Con sentenza del 6 ottobre 2021, resa nella causa C‑13/20, la Corte di Giustizia UE ha chiarito che l’acquirente di un software ha il diritto di decompilarlo al fine di correggere gli errori che ne impediscono il corretto funzionamento.
Il caso riguardava una controversia promossa nei confronti dello Stato belga dalla T.S. SA, società autrice di un software utilizzato dall’amministrazione pubblica per la selezione del personale. In seguito ad alcuni malfunzionamenti del software, l’amministrazione aveva decompilato il programma e corretto gli errori in autonomia, senza una preventiva autorizzazione della società sviluppatrice. La T.S. accusava quindi lo Stato belga di aver decompilato il software in violazione dei diritti esclusivi riconosciuti dalla Direttiva 91/250 agli autori dei programmi per elaboratore.

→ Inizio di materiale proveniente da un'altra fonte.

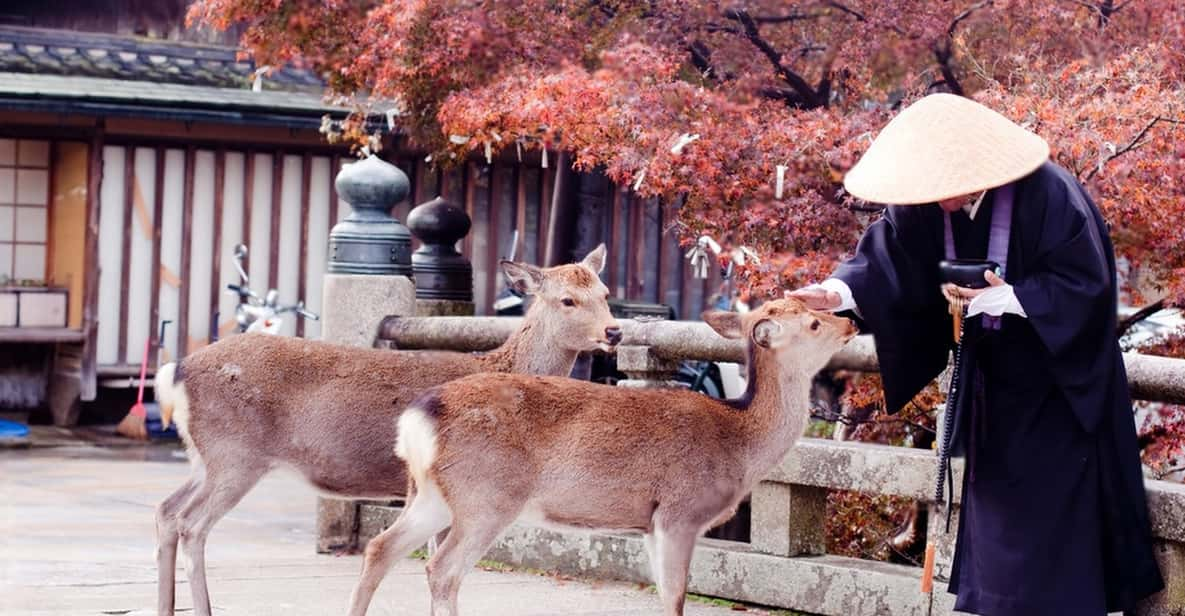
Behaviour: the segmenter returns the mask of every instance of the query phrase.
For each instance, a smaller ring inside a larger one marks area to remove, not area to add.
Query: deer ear
[[[782,333],[782,324],[770,319],[761,319],[753,326],[753,344],[768,349],[773,346],[774,338]]]
[[[502,273],[510,287],[519,293],[534,295],[543,286],[543,270],[534,265],[503,261]]]
[[[580,264],[592,270],[594,274],[600,275],[605,270],[605,245],[601,244],[594,248]]]
[[[736,340],[745,335],[741,329],[741,315],[724,310],[709,310],[703,314],[703,320],[716,330],[717,334],[725,338]]]

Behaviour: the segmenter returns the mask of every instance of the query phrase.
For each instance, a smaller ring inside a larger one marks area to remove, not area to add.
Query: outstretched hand
[[[796,291],[786,291],[784,293],[786,299],[796,299],[811,310],[835,310],[839,308],[840,299],[839,293],[835,291],[828,291],[820,287],[806,287]]]
[[[948,302],[953,302],[957,299],[969,300],[992,287],[998,287],[1004,284],[1004,279],[997,276],[991,270],[983,273],[983,279],[987,281],[988,286],[982,289],[968,289],[967,287],[960,287],[948,282],[942,285],[942,294]]]

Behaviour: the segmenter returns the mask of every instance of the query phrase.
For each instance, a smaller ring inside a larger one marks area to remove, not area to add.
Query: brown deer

I software, infatti, sono opere protette dal diritto d’autore, al pari delle opere letterarie e artistiche. In particolare, nel caso del software, viene protetta la “forma di espressione del programma”, ossia la sua redazione in forma di codice sorgente e di codice oggetto. Ciò significa che l’acquirente ha il diritto di utilizzare il programma in conformità alla sua destinazione ma, senza il consenso dell’autore, non può compiere operazioni ulteriori che comportino, tra l’altro, una riproduzione o una modifica del codice del programma.
Come ricordato dalla Corte UE, i software sono inizialmente redatti sotto forma di codice sorgente (cioè in un linguaggio di programmazione comprensibile all’uomo) e, successivamente, vengono trascritti in forma di codice oggetto (cioè in un linguaggio comprensibile dalla macchina che dovrà eseguire il programma).
Questa operazione di trasformazione del codice sorgente in codice oggetto è definita compilazione mentre, al contrario, la decompilazione è l’operazione diretta a ricavare il codice sorgente di un programma partendo dal suo codice oggetto. Il risultato della decompilazione di un programma, in genere, non è mai il codice sorgente originale ma una terza versione, denominata quasi-codice sorgente, che può a sua volta essere tradotta in un ulteriore codice oggetto.
Quindi, la decompilazione di un programma è un’operazione di trasformazione del codice che, di per sé, implica una riproduzione del codice e una traduzione della sua forma.
Tuttavia, mentre l’art. 5 della Direttiva consente di effettuare le singole attività di riproduzione e traduzione del codice se tali atti sono necessari per usare il programma in modo conforme alla sua destinazione o per correggerne gli errori, non è ugualmente consentita in modo espresso l’attività di decompilazione di un programma per le medesime finalità.
La Direttiva, infatti, non menziona il diritto di decompilare un software al fine di correggere eventuali malfunzionamenti, ma lo prevede solo per il caso in cui l’attività di decompilazione risulti indispensabile per conseguire l’interoperabilità del software con altri programmi.
Quindi, nel caso sottoposto alla Corte UE, la società belga sosteneva che lo Stato non avesse avuto alcun diritto di decompilare il programma per correggere gli errori dal momento che, a suo avviso, la decompilazione sarebbe stata legittima solo in forza di un’autorizzazione dell’autore o per ottenere l’interoperabilità.
La Corte di Giustizia UE non ha però accolto questa tesi restrittiva e, reinterpretando l’art. 5 della Direttiva, ha affermato che il legittimo acquirente di un programma ha il diritto di procedere alla decompilazione al fine di correggere gli errori che incidono sul funzionamento di quest’ultimo.
Infatti, nella maggior parte dei casi, è necessario disporre del codice sorgente (o del quasi-codice sorgente) del programma per correggerne gli errori. Quindi, se si vietasse all’acquirente del software di decompilare il programma per correggere eventuali malfunzionamenti, gli si impedirebbe, di fatto, di poter utilizzare il software in modo conforme alla sua destinazione; diritto, quest’ultimo, che è espressamente garantito al legittimo acquirente dall’art. 5, paragrafo 1, della direttiva 91/250.